Let \(G\) be any group, with its operation denoted multiplicatively. Let \(H\) be a group with the same set as \(G\) and let its operation be defined by \(x * y=y \cdot x\) (where \(\cdot\) is the operation of \(G\) ). Prove that \(G \cong H\).

Prove that the following groups are isomorphic.
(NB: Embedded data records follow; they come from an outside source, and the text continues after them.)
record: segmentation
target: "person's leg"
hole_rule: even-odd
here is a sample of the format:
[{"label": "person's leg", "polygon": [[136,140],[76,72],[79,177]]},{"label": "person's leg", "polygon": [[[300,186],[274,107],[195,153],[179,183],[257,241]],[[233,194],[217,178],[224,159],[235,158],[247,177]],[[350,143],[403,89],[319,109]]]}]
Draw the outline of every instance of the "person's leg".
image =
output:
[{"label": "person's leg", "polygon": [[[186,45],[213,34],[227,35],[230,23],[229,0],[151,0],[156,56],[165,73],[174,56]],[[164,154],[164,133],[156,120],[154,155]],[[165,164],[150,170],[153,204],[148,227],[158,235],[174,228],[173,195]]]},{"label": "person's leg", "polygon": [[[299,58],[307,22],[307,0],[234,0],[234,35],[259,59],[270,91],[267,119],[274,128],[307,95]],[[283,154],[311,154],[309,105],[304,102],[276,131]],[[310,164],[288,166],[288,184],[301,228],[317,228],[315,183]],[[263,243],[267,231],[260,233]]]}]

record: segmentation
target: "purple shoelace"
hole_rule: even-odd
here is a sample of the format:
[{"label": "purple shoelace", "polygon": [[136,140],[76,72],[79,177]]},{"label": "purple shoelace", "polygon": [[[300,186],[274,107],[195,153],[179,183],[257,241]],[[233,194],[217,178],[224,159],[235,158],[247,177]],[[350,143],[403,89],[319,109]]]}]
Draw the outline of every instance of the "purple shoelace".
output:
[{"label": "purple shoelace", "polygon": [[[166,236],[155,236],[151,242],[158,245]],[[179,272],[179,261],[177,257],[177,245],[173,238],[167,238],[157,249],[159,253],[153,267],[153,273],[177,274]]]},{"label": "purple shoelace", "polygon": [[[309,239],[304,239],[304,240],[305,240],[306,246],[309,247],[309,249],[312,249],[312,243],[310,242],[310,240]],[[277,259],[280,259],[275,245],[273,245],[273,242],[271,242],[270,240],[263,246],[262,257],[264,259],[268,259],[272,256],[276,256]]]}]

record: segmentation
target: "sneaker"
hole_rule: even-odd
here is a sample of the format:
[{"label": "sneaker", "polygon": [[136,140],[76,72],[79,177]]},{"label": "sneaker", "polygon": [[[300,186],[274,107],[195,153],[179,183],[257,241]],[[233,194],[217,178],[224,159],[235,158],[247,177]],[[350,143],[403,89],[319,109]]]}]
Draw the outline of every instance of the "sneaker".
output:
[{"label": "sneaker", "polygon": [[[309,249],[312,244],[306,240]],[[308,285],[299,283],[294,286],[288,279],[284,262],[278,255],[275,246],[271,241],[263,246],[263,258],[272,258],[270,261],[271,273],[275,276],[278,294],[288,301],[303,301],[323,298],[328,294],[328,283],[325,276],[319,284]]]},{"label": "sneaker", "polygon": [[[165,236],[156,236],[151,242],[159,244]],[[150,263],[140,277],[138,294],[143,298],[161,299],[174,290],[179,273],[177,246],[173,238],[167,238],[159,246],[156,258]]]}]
Show that \(f(x, y)=(-1)^{y} x\) is an isomorphism from \(\mathbb{R}^{+} \times \mathbb{Z}_{2}\) to \(\mathbb{R}^{*}\). (REMARK: To combine elements of \(\mathbb{R}^{+} \times \mathbb{Z}_{2}\), one multiplies first components, adds second components.) Conclude that \(\mathbb{R}^{*} \cong \mathbb{R}^{+} \times \mathbb{Z}_{2}\).

If a group \(G\) is generated, say, by \(a, b\), and \(c\), then a set of equations involving \(a, b\), and \(c\) is called a set of defining equations for \(G\) if these equations completely determine the table of \(G\). (See end of Chapter 5.) If \(G^{\prime}\) is another group, generated by elements \(a^{\prime}, b^{\prime}\), and \(c^{\prime}\) satisfying the same defining equations as \(a, b\), and \(c\), then \(G^{\prime}\) has the same table as \(G\) (because the tables of \(G\) and \(G^{\prime}\) are completely determined by the defining equations, which are the same for \(G\) as for \(G^{\prime}\) ). Consequently, if we know generators and defining equations for two groups \(G\) and \(G^{\prime}\), and if we are able to match the generators of \(G\) with those of \(G^{\prime}\) so that the defining equations are the same, we may conclude that \(G \cong G^{\prime}\). Prove that the following pairs of groups \(G, G^{\prime}\) are isomorphic. \(G=\mathbb{Z}_{2} \times \mathbb{Z}_{2} \times \mathbb{Z}_{2} ; G^{\prime}=\\{e, a, b, c, a b, a c, b c, a b c\\}\) where \(a^{2}=b^{2}=c^{2}=e\) and \((a b)^{2}=(b c)^{2}=(a c)^{2}=e\)

We have seen in the text that \(\mathbb{R}\) is isomorphic to \(\mathbb{R}^{+} .\)Prove that \(\mathbb{R}\) is not isomorphic to \(\mathbb{R}^{*}\) (the multiplicative group of the nonzero real numbers). (HINT: Consider the properties of the number \(-1\) in \(\mathbb{R}^{*}\). Does \(\mathbb{R}\) have any element with those properties?)

Let \(c\) be a fixed element of \(G .\) Let \(H\) be a group with the same set as \(G\), and with the operation \(x * y=x c y .\) Prove that the function \(f(x)=c^{-1} x\) is an isomorphism from \(G\) to \(H\).

Prove that \(\mathbb{Z}\) is not isomorphic to \(\mathbb{Q}\).

We have seen that \(\mathbb{R} \cong \mathbb{R}^{+}\). However, prove that \(\mathbb{Q}\) is not isomorphic to \(\mathbb{Q}^{+} \cdot\left(\mathbb{Q}^{+}\right.\) is the multiplicative group of positive rational numbers.)